Tuesday, September 16, 2003

on song writing and covers

I'm writing a song. I'm more interested in the process than any final product. Basically, I want to see if I can actually do it (I know I have the necessary skills... it's just a matter of actually doing it).

What's important to realize with song writing (and I've just realized this in the past few months) is that there's miles between the what the songwriter writes and what the musicians end up playing. Not even in the sense that there's bound to be a gap between the imagination of the songwriter and the actual production of the music. Rather, the distance comes from the fact that a song (at least in the way I'm conceiving of it at the moment) is really just a skeleton. Chords, a melody, and lyrics. That's it (well, probably a suggested tempo, too). Instrumentation and "style" come later, after the song's already written.

A case in point. Wilson Pickett did a cover of the Archies' "Sugar Sugar." Now, the Archies are pretty much the epitome of bubblegum. Pickett's the standard bearer for raw, Southern soul. So the song turns out completely different; I didn't even recognize it at first. But it's still the same song.

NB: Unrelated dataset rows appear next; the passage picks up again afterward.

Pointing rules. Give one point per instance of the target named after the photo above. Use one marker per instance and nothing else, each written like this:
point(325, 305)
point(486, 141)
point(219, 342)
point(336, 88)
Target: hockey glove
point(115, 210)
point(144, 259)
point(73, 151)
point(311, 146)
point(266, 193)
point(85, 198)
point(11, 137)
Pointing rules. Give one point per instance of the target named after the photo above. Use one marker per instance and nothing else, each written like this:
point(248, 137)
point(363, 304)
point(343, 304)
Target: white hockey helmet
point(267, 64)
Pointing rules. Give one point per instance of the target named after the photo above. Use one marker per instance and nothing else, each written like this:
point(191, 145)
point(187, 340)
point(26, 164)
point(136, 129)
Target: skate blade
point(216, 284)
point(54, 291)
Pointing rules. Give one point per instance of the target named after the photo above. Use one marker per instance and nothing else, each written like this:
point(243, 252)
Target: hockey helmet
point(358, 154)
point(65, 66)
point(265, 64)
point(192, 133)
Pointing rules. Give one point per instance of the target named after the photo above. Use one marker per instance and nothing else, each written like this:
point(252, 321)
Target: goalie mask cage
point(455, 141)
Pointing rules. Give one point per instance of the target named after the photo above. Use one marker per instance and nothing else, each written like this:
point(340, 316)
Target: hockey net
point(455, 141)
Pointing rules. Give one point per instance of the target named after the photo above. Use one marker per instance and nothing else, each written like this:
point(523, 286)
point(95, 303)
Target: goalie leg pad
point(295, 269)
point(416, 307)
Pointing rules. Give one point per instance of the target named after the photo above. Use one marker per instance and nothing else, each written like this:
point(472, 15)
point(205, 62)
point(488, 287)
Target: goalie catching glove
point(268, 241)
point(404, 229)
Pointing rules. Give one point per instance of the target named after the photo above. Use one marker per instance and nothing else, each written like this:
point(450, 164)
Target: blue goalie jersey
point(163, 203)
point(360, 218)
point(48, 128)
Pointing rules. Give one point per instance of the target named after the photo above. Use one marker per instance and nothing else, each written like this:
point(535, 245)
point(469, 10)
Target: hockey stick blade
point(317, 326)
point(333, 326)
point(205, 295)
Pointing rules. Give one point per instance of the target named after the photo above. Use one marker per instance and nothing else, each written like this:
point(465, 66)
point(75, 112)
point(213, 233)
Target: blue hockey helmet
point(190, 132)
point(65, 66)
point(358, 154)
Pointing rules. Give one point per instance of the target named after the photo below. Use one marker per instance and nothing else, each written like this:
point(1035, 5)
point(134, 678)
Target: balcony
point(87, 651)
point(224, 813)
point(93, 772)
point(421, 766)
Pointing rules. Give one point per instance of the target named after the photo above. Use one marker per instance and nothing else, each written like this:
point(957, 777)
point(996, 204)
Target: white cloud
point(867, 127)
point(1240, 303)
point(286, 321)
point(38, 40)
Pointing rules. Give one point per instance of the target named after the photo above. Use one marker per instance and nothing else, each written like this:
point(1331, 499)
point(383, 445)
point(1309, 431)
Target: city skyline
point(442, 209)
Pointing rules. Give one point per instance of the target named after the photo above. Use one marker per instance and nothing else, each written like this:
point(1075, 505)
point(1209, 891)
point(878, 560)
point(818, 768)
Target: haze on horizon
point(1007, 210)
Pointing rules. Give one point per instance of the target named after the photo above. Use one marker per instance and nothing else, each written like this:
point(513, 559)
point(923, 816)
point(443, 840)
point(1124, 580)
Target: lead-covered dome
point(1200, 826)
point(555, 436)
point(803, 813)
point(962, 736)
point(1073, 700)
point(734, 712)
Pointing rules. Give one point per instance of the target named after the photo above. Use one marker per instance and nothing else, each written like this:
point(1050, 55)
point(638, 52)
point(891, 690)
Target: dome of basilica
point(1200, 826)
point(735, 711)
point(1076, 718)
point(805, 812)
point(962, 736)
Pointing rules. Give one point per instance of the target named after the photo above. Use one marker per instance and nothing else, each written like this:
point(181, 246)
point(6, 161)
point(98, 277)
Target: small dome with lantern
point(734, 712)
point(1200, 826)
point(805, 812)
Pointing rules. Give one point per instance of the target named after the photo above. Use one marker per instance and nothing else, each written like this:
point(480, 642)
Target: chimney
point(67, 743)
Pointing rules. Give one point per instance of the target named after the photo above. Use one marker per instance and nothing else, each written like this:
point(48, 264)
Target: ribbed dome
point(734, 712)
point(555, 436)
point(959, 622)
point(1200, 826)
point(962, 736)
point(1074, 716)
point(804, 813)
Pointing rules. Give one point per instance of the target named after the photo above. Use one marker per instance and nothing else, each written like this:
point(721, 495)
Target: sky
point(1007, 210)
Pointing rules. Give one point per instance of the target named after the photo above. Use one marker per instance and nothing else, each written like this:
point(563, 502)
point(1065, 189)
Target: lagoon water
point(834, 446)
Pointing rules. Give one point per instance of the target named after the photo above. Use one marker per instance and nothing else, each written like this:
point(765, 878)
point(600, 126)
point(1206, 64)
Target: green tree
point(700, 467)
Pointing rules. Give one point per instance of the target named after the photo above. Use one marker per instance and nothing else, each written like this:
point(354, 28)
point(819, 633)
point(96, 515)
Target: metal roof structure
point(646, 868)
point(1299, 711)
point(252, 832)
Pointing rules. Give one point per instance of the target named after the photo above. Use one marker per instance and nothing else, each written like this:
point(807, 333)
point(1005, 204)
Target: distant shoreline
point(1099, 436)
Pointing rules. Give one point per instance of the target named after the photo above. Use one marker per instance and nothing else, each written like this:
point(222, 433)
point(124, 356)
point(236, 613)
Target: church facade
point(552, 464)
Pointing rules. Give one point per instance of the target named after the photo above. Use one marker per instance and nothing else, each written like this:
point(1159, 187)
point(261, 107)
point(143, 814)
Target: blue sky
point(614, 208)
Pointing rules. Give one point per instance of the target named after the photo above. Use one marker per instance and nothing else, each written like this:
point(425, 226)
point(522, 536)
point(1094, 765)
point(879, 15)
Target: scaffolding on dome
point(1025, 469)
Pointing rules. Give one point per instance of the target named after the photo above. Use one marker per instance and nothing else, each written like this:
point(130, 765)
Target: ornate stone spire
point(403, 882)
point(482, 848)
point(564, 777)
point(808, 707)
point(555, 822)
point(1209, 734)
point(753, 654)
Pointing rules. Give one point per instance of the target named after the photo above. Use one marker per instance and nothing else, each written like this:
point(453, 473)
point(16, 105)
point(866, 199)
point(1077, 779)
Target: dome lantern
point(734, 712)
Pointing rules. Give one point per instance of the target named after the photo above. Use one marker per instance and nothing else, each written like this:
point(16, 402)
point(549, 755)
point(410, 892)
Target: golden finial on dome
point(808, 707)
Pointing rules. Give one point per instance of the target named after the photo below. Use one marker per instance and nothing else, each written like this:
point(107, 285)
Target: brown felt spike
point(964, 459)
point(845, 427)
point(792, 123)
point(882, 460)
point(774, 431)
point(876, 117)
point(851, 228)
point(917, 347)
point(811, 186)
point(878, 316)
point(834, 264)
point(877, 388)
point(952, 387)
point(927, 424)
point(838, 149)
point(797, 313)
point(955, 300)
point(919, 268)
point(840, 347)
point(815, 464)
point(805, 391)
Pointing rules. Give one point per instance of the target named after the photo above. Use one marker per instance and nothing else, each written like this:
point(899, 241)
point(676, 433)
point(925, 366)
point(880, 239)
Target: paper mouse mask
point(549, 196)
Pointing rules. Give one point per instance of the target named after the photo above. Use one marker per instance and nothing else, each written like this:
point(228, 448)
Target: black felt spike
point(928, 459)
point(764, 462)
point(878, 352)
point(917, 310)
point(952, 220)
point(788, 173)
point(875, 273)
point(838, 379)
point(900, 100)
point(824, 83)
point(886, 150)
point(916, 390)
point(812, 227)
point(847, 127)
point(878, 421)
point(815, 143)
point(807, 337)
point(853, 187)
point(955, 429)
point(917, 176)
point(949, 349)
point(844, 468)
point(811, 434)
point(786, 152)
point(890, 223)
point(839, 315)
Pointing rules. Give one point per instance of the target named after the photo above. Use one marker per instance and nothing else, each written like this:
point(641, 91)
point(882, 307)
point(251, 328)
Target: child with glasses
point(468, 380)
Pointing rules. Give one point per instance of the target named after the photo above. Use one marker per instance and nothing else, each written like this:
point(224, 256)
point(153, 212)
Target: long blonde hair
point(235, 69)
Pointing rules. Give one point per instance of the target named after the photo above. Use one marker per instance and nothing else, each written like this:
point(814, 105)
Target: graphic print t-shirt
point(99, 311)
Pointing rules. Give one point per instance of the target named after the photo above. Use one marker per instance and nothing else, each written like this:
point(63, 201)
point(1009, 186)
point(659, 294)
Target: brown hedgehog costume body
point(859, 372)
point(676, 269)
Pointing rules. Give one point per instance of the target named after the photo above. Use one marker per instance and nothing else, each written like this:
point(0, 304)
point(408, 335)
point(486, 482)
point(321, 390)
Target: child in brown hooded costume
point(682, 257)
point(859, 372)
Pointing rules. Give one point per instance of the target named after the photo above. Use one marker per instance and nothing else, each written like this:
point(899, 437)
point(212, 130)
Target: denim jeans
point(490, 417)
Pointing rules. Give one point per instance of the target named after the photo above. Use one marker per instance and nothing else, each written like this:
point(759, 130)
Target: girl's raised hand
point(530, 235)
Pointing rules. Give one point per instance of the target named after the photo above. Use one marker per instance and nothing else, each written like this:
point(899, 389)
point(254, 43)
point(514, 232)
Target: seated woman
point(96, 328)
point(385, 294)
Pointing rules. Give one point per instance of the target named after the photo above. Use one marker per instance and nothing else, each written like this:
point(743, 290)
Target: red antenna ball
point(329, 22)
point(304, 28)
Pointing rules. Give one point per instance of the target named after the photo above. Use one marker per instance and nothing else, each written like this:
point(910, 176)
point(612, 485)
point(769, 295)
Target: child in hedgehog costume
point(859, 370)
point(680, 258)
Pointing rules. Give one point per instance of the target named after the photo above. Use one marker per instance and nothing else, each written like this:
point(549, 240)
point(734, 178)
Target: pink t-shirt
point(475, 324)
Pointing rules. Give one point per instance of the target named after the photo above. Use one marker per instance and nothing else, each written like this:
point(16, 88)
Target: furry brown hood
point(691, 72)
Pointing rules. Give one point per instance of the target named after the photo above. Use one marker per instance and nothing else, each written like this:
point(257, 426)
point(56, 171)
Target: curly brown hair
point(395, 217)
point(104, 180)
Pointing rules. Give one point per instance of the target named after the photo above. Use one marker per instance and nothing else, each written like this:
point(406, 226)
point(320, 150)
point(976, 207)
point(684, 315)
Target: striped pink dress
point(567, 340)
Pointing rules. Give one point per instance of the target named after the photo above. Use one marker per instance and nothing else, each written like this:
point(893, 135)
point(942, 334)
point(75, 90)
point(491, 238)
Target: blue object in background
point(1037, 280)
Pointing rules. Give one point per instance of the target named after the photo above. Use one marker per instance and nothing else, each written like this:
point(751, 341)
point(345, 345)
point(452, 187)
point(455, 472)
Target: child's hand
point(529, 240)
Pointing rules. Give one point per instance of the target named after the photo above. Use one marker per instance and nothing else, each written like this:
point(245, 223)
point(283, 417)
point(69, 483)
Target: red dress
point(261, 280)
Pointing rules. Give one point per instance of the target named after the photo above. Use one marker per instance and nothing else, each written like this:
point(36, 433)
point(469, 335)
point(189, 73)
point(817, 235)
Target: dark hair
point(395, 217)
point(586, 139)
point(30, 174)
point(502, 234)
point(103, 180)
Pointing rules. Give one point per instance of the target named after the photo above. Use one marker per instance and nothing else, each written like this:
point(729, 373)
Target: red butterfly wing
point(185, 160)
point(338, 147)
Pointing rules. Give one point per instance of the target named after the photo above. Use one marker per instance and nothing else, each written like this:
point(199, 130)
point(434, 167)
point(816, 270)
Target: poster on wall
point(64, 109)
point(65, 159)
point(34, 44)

In a way, this makes songwriting, as I conceive of it, much simpler. Chords, a melody, and lyrics. You don't need to worry about which instruments will be playing which notes, how the singer will phrase the verses, etc. On the other hand, the musicians end up shaping the sound just as much, if not more, than the songwriter. Once that song's done, it's out of the songwriter's hands. And that's vaguely disconcerting to me.